James J. Heckman is a Nobel Prize winner and professor of economics at the University of Chicago. He’s an expert in the economics of early childhood development. His groundbreaking work has proven that investing in early childhood pays very real financial dividends for society. Heckman counsels world leaders on the benefits of programs like North Carolina's Abecedarian intervention and has even been to China to discuss the possibility of delivering high-quality early childhood education to millions of Chinese children. Dr. Heckman's new book, The Myth of Achievement Tests: The GED and the Role of Character in American Life, is in bookstores now.

Dr. Dennis Embry champions the PAX Good Behaviour Game, a classroom-based program played by children in the early elementary grades. PAX is proven to reduce bad behaviour in the short term and lead to a much better quality of life in the long term. The PAX Game teaches children self-control by rewarding them for staying on task for small periods of time. The concept is simple: during regular classroom work, children are divided into teams and the teams compete to see which can behave best for longest. The team that wins gets a wacky prize - perhaps permission to run in the hall for a minute. Over 20 published studies on the effects of the PAX Good Behavior Game found decreased aggression, reduced ADHD symptoms, decreased drug and tobacco use and decreased criminal behavior.
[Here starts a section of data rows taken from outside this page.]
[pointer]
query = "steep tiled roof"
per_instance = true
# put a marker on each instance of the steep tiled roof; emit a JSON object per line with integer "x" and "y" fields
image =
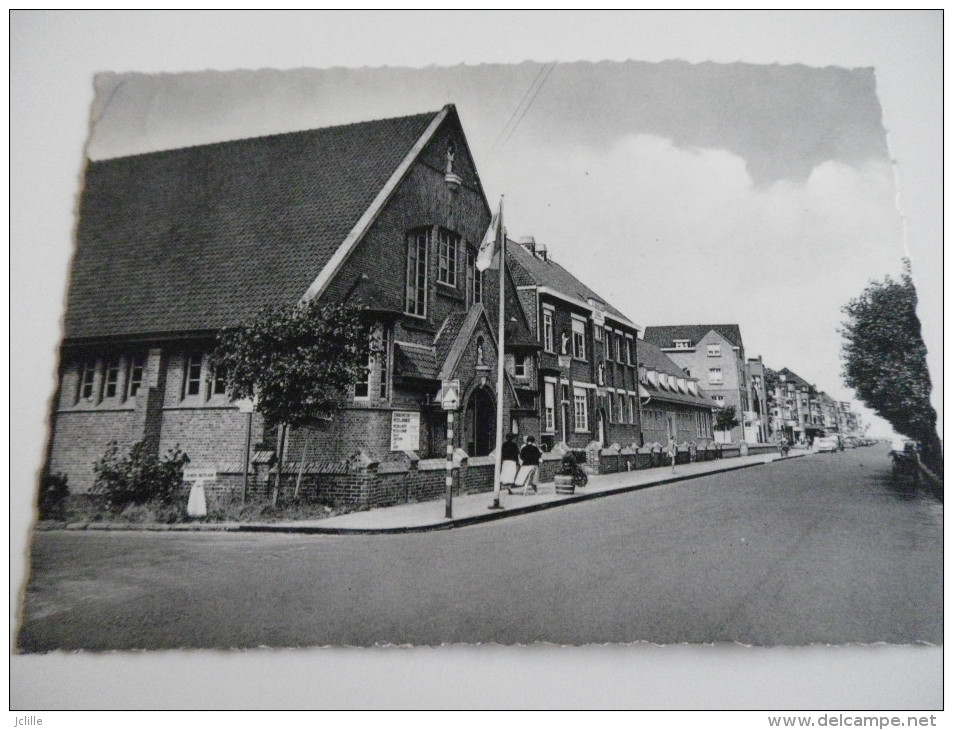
{"x": 654, "y": 359}
{"x": 529, "y": 270}
{"x": 666, "y": 336}
{"x": 204, "y": 237}
{"x": 414, "y": 362}
{"x": 793, "y": 377}
{"x": 447, "y": 335}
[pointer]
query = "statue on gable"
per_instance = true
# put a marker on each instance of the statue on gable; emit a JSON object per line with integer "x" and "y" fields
{"x": 450, "y": 154}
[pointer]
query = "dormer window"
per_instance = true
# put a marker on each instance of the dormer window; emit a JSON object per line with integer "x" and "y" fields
{"x": 447, "y": 245}
{"x": 415, "y": 302}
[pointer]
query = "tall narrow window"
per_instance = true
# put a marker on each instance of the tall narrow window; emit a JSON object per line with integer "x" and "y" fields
{"x": 362, "y": 388}
{"x": 581, "y": 409}
{"x": 416, "y": 295}
{"x": 579, "y": 339}
{"x": 111, "y": 378}
{"x": 447, "y": 244}
{"x": 474, "y": 279}
{"x": 519, "y": 367}
{"x": 137, "y": 366}
{"x": 550, "y": 406}
{"x": 549, "y": 343}
{"x": 86, "y": 379}
{"x": 383, "y": 361}
{"x": 192, "y": 384}
{"x": 217, "y": 386}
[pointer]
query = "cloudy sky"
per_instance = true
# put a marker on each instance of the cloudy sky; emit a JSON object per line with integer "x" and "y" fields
{"x": 656, "y": 194}
{"x": 762, "y": 195}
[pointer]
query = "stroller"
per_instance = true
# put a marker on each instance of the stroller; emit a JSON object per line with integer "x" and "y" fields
{"x": 569, "y": 467}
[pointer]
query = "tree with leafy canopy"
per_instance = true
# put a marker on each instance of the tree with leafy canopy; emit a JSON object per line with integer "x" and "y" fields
{"x": 885, "y": 360}
{"x": 295, "y": 361}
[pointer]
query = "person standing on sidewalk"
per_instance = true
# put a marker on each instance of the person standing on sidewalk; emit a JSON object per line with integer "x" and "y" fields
{"x": 509, "y": 462}
{"x": 672, "y": 450}
{"x": 530, "y": 456}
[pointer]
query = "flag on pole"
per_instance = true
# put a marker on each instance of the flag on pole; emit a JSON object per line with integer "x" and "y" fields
{"x": 491, "y": 241}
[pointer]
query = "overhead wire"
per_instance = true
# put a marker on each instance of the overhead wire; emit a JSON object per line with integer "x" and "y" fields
{"x": 525, "y": 103}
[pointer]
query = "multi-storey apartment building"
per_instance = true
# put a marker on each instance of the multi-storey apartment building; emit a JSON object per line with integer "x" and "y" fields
{"x": 174, "y": 246}
{"x": 714, "y": 355}
{"x": 596, "y": 374}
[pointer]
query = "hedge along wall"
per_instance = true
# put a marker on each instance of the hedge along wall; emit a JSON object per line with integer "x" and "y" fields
{"x": 360, "y": 482}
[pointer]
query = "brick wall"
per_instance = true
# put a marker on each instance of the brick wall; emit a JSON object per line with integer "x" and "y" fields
{"x": 80, "y": 439}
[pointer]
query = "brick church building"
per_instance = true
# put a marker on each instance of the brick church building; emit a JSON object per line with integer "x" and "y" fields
{"x": 174, "y": 246}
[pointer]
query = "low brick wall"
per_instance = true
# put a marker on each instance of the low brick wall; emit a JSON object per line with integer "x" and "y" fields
{"x": 364, "y": 483}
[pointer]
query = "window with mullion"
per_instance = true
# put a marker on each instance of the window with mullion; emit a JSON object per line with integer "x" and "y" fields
{"x": 111, "y": 378}
{"x": 192, "y": 383}
{"x": 87, "y": 379}
{"x": 474, "y": 279}
{"x": 581, "y": 410}
{"x": 579, "y": 339}
{"x": 416, "y": 295}
{"x": 447, "y": 244}
{"x": 137, "y": 367}
{"x": 549, "y": 342}
{"x": 383, "y": 363}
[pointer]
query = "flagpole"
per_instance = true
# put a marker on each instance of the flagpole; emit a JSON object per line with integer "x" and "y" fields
{"x": 501, "y": 362}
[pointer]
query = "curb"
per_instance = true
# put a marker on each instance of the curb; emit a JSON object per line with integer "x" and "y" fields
{"x": 491, "y": 516}
{"x": 286, "y": 528}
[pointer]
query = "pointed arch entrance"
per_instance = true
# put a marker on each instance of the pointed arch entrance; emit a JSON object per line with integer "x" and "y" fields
{"x": 479, "y": 422}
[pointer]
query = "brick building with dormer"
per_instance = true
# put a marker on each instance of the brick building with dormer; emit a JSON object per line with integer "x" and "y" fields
{"x": 174, "y": 246}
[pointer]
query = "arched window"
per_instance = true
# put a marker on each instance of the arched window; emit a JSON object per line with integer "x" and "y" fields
{"x": 415, "y": 300}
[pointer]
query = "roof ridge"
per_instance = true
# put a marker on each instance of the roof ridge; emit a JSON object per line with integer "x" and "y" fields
{"x": 272, "y": 135}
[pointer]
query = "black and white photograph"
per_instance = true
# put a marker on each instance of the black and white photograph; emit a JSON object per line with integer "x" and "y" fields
{"x": 529, "y": 357}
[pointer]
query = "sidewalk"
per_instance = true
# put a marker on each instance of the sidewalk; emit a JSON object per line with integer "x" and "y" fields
{"x": 473, "y": 508}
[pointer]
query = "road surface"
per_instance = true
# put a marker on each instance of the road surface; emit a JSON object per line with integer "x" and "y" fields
{"x": 822, "y": 549}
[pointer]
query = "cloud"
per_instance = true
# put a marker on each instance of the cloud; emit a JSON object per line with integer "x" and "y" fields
{"x": 672, "y": 235}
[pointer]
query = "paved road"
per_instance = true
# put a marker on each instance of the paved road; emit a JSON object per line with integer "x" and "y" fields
{"x": 820, "y": 549}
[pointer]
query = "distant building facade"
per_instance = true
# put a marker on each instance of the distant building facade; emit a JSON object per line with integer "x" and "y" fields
{"x": 174, "y": 246}
{"x": 715, "y": 356}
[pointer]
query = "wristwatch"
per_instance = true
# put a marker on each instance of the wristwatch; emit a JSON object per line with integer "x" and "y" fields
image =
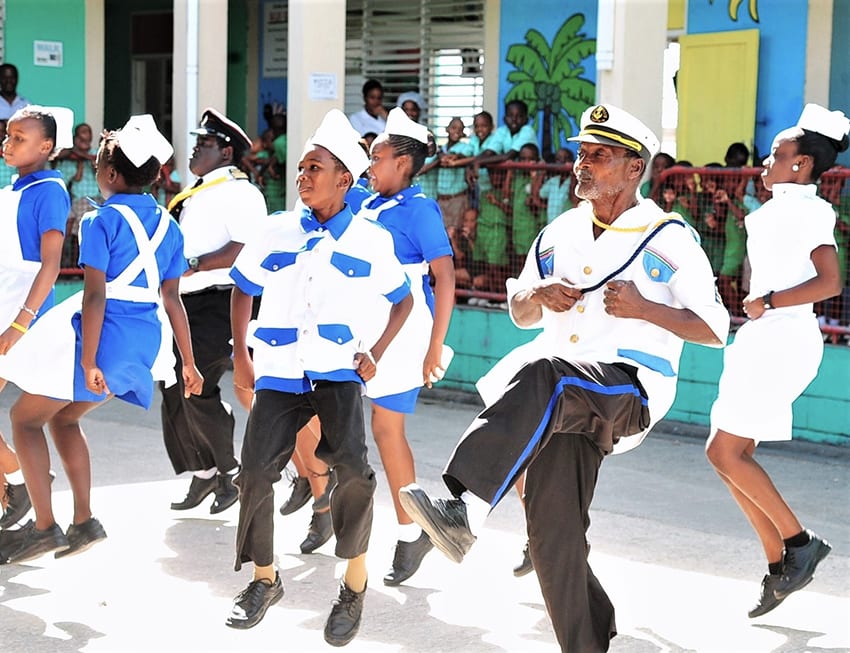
{"x": 768, "y": 300}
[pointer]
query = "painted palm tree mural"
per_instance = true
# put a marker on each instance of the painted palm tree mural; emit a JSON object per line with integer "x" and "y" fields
{"x": 549, "y": 79}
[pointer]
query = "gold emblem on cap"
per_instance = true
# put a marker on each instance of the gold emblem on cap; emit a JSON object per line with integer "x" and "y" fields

Dennis Embry, PhD is the CEO/president of PAXIS Institute in Tucson, and co-investigator at the Center on Prevention and Early Intervention at Johns Hopkins University.

Dr. Michael Meaney is one of the first researchers to describe how maternal care influences genes, particularly genes that regulate stress response. Dr. Meaney and his team are conducting studies examining the molecular mechanisms by which maternal care alters not strictly the genes but the way the genes express themselves, affecting neuron growth, function, and health. Meaney is the associate director of Douglas Research Centre, a University Institute in Mental Health. He is a James McGill Professor in the Departments of Psychiatry and Neurology and Neurosurgery as well the Director of the Program for the Study of Behaviour, Genes and the Environment at McGill University in Montreal.